Well, anyway, this will be a short week for my animator at work. He goes to choir practice this evening, and then he and his wife are going on a road trip to Niagara Falls this upcoming weekend. Half a day on Thursday, and all day Friday off. No work again until the following Tuesday. A much needed break, in my opinion. If he ends up being the only base in the choir, so be it. The trip is only marginally about singing, anyway.

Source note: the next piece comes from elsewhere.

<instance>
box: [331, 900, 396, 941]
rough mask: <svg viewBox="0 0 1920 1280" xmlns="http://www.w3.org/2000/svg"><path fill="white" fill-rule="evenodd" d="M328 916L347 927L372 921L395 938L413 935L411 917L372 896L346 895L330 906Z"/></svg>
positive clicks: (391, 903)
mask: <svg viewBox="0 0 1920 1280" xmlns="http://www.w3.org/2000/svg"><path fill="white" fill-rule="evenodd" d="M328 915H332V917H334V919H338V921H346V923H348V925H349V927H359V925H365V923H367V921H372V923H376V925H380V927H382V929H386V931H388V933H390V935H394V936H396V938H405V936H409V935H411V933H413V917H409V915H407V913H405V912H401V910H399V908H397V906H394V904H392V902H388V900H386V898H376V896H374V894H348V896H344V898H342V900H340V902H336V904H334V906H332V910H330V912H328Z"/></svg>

So, another rambling post...but a post nonetheless.

Thursday, May 24, 2007

Dream for me

I now I lay my weary head.
I have no hopes to wish from bed.
Be I live or be I dead,
the matter's small to me.
(wish for change within?)

And as I lay me down to sleep,
I say goodnight. Cold soul to keep.
No passioned hope to sow or reap.
No dreams to be not be.
(almost all broken)

I lay asleep in weary slumber.
The covers neat that I lay under.
No toss and turn -- sheets not asunder.
No visions there to see.
(blank gray emptiness)

And so beneath the setted sun,
no passioned breath, no Dreams to Come.
My only hope? To touch someone.
Perhaps they'll dream for me?
(hope their dreams come true)

Wednesday, May 23, 2007

Warming the numbed mind...

Well, my animator got on the scale this morning, and did not like the results in the least little bit. It was a step in his general campaign to get his life back under control. Stress and nervous pressure manefest themselves in him through the cosumption of mass quanitities of food. As a result, he now has been having an ever more difficult time buttoning his trowsers. The time has clearly arrived for him to bite the bullet instead of the burger.

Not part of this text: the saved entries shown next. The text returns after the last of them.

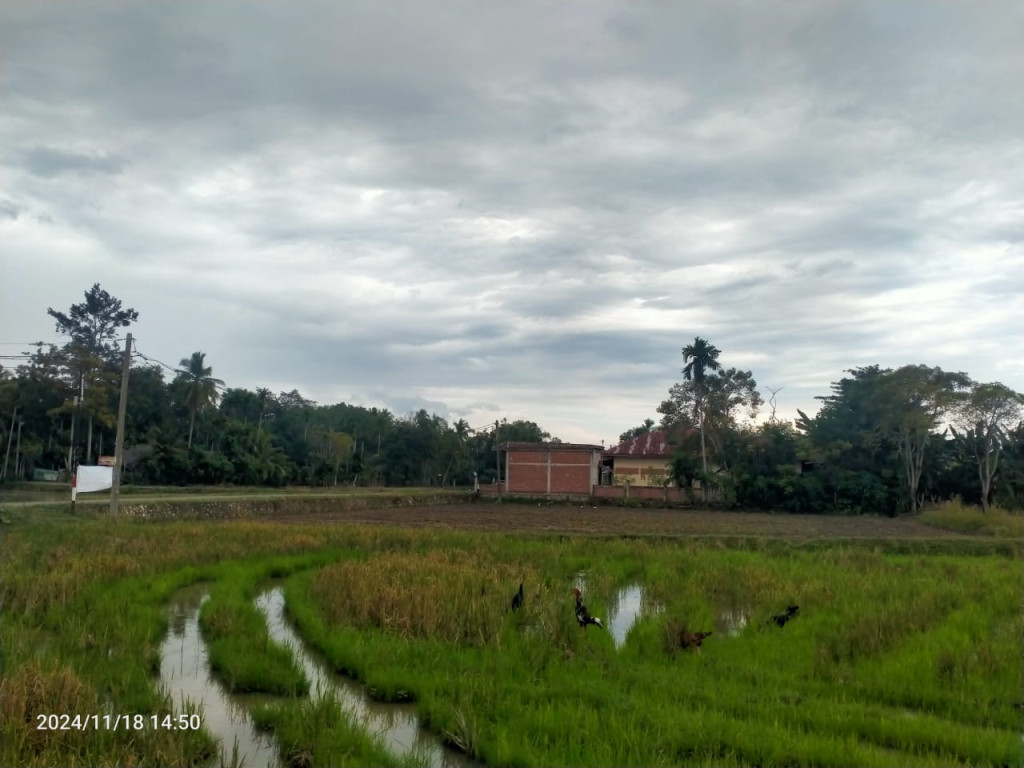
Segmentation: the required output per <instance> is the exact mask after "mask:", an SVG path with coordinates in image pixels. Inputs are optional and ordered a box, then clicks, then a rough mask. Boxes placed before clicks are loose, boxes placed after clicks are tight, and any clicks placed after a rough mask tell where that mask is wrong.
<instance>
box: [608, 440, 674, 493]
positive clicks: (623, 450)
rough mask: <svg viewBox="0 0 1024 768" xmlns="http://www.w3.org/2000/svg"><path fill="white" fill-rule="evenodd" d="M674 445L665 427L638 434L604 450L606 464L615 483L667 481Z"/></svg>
mask: <svg viewBox="0 0 1024 768" xmlns="http://www.w3.org/2000/svg"><path fill="white" fill-rule="evenodd" d="M672 453H673V446H672V444H671V443H670V442H669V433H668V432H667V431H666V430H664V429H654V430H651V431H650V432H644V433H643V434H639V435H636V436H635V437H631V438H630V439H628V440H626V441H625V442H622V443H620V444H617V445H615V446H613V447H610V449H607V450H606V451H605V452H604V466H605V467H606V468H607V469H609V470H610V472H611V476H612V477H613V478H614V483H615V484H616V485H617V484H621V483H624V482H629V483H631V484H633V485H664V484H665V483H666V482H667V481H668V479H669V469H670V465H671V463H672Z"/></svg>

I have little advice to give him, as I have never had a weight problem, and only rarely do I feel the desire to even eat food. What's more, even if I did eat, I suspect that I could eat as much as I want without gaining an ounce.

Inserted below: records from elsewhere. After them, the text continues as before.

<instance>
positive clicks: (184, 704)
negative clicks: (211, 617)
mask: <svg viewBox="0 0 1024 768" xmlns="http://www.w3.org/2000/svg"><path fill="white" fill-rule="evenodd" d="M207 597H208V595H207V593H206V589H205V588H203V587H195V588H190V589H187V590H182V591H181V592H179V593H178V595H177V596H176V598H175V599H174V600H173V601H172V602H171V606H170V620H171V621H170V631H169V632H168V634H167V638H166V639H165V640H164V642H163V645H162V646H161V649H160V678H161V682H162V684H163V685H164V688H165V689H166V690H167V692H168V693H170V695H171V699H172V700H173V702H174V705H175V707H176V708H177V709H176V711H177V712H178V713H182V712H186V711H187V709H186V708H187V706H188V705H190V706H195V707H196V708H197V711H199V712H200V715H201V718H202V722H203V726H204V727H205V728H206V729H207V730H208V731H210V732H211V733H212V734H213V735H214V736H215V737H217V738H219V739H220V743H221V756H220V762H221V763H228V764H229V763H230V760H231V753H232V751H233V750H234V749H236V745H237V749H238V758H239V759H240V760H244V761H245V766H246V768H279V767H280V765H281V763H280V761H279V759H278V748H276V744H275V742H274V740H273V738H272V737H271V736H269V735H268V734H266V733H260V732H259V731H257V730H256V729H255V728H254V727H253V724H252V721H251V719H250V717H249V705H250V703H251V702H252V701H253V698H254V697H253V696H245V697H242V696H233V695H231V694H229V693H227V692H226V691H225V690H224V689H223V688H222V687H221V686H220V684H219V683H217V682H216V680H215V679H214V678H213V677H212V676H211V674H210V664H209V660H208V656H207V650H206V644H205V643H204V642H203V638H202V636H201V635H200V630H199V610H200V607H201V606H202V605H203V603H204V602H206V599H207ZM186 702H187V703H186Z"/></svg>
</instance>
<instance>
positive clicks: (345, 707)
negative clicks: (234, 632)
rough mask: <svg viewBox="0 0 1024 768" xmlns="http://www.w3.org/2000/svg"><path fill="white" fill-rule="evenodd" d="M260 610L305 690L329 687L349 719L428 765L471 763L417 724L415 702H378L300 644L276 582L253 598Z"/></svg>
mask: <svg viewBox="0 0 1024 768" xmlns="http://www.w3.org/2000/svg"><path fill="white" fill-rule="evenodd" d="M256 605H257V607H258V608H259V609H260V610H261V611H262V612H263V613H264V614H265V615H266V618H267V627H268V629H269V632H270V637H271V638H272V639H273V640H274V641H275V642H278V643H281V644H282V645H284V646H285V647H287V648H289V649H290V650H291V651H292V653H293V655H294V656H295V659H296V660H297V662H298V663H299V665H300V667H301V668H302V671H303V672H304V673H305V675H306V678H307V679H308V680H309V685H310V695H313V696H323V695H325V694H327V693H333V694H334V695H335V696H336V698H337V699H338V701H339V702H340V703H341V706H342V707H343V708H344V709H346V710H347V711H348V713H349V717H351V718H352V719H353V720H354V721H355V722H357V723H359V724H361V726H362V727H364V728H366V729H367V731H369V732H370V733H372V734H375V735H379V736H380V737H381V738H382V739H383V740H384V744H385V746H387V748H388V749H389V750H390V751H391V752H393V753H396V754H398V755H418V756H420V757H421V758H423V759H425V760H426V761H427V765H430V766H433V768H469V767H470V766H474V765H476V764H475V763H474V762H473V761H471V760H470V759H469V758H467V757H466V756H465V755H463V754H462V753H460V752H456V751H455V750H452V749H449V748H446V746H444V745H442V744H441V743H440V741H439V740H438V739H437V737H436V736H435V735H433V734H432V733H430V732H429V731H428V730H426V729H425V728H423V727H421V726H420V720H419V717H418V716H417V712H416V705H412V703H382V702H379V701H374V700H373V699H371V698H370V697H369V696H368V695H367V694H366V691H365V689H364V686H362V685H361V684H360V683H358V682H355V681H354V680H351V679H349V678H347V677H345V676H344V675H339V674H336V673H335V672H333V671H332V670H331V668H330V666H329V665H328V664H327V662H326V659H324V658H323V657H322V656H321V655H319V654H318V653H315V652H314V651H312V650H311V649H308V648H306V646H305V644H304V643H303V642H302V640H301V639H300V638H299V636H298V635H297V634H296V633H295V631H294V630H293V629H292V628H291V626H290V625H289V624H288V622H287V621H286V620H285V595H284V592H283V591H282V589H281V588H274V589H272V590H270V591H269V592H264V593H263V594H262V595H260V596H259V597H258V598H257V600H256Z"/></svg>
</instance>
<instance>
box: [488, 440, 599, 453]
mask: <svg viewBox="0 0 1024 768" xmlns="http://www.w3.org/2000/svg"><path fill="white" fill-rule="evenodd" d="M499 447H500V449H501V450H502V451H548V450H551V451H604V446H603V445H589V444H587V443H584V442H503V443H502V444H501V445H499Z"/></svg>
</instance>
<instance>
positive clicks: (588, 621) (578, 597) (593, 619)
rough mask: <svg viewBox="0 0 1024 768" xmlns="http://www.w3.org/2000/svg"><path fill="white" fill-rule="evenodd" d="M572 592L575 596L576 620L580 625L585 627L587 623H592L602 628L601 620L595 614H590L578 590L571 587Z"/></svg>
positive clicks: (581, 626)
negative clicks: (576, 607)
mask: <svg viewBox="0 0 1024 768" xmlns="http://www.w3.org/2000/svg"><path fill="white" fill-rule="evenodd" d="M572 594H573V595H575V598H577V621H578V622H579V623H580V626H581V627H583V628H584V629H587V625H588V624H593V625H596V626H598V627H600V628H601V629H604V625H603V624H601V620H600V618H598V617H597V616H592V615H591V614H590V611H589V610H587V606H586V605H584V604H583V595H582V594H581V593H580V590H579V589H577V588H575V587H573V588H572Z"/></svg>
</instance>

Mail must be sent, basements cleaned, lawns mowed, pipes measured...

And somehow, through all this, he must find a way to help me through all of the Faeria / Reader's Garden / Princess's Dream / Lake Wobegon projects.

A lot of work, but somehow both of our minds feel less numb, and more able to cope. Perhaps it is the feel of the approaching summer, with the solar rays penetrating my animators skull. No matter. Things are getting done, and I feel good about it.